BUG #10823: Better REINDEX syntax.

Started by Daniel Migowskialmost 12 years ago21 messageshackersbugs
Jump to latest
#1Daniel Migowski
dmigowski@ikoffice.de
hackersbugs

The following bug has been logged on the website:

Bug reference: 10823
Logged by: Daniel Migowski
Email address: dmigowski@ikoffice.de
PostgreSQL version: 9.1.13
Operating system: n/a
Description:

Hello.

Compared to CLUSTER and VACUUM FULL we need to specify a database to the
REINDEX command. Why? It would be logical to reindex the current database,
exactly like CLUSTER does. So why isn't the DATABASE parameter optional?

PS: Thanks for all your work on this great database!

--
Sent via pgsql-bugs mailing list (pgsql-bugs@postgresql.org)
To make changes to your subscription:
http://www.postgresql.org/mailpref/pgsql-bugs

#2Bruce Momjian
bruce@momjian.us
In reply to: Daniel Migowski (#1)
hackersbugs
Re: BUG #10823: Better REINDEX syntax.

On Tue, Jul 1, 2014 at 10:33:07AM +0000, dmigowski@ikoffice.de wrote:

The following bug has been logged on the website:

Bug reference: 10823
Logged by: Daniel Migowski
Email address: dmigowski@ikoffice.de
PostgreSQL version: 9.1.13
Operating system: n/a
Description:

Hello.

Compared to CLUSTER and VACUUM FULL we need to specify a database to the
REINDEX command. Why? It would be logical to reindex the current database,
exactly like CLUSTER does. So why isn't the DATABASE parameter optional?
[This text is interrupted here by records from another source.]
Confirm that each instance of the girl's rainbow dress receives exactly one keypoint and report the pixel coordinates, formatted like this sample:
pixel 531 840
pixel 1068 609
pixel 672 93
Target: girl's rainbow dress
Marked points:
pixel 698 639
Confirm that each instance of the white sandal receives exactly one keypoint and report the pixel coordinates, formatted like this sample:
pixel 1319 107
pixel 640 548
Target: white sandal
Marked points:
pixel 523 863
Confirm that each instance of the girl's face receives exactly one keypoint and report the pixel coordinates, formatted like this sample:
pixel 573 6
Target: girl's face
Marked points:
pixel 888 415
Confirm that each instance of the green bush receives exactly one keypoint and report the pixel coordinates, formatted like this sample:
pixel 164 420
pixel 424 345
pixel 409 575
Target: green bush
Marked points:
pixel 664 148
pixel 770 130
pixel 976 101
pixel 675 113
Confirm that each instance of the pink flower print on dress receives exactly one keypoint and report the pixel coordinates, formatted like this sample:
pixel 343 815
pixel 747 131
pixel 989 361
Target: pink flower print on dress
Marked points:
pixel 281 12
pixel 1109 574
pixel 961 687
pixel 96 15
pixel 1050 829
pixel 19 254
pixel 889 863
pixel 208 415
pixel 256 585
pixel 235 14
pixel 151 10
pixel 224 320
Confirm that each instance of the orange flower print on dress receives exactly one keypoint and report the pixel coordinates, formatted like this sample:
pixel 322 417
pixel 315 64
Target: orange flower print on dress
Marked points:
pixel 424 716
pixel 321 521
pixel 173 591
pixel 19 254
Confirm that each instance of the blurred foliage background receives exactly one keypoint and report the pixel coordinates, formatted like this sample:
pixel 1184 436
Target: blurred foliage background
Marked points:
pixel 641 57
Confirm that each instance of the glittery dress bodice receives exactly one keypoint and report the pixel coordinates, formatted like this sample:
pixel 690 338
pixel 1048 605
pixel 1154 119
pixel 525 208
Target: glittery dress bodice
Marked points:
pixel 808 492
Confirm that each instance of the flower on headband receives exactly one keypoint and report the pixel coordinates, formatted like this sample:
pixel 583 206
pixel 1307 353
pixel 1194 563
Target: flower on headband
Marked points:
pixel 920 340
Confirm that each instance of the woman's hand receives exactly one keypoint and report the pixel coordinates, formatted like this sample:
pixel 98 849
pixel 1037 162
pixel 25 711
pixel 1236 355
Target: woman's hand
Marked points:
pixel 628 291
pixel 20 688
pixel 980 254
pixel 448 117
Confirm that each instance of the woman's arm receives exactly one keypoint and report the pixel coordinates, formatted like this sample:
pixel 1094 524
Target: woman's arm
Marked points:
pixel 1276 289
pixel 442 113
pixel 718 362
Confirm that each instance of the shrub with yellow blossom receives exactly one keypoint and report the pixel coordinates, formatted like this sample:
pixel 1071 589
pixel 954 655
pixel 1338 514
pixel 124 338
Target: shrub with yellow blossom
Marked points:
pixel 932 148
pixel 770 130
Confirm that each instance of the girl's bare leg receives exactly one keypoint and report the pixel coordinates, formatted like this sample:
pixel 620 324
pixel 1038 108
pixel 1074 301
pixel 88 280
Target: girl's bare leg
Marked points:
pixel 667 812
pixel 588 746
Wow, yeah, that is kind of odd, e.g.

REINDEX { INDEX | TABLE | DATABASE | SYSTEM } name [ FORCE ]
...
name
The name of the specific index, table, or database
to be reindexed. Index and table names can be
schema-qualified. Presently, REINDEX DATABASE and REINDEX SYSTEM
can only reindex the current database, so their parameter must
match the current database's name.

Let me look at improving that for 9.5.

--
Bruce Momjian <bruce@momjian.us> http://momjian.us
EnterpriseDB http://enterprisedb.com

+ Everyone has their own god. +

--
Sent via pgsql-bugs mailing list (pgsql-bugs@postgresql.org)
To make changes to your subscription:
http://www.postgresql.org/mailpref/pgsql-bugs

#3Tom Lane
tgl@sss.pgh.pa.us
In reply to: Bruce Momjian (#2)
hackersbugs
Re: BUG #10823: Better REINDEX syntax.

Bruce Momjian <bruce@momjian.us> writes:

On Tue, Jul 1, 2014 at 10:33:07AM +0000, dmigowski@ikoffice.de wrote:

Compared to CLUSTER and VACUUM FULL we need to specify a database to the
REINDEX command. Why? It would be logical to reindex the current database,
exactly like CLUSTER does. So why isn't the DATABASE parameter optional?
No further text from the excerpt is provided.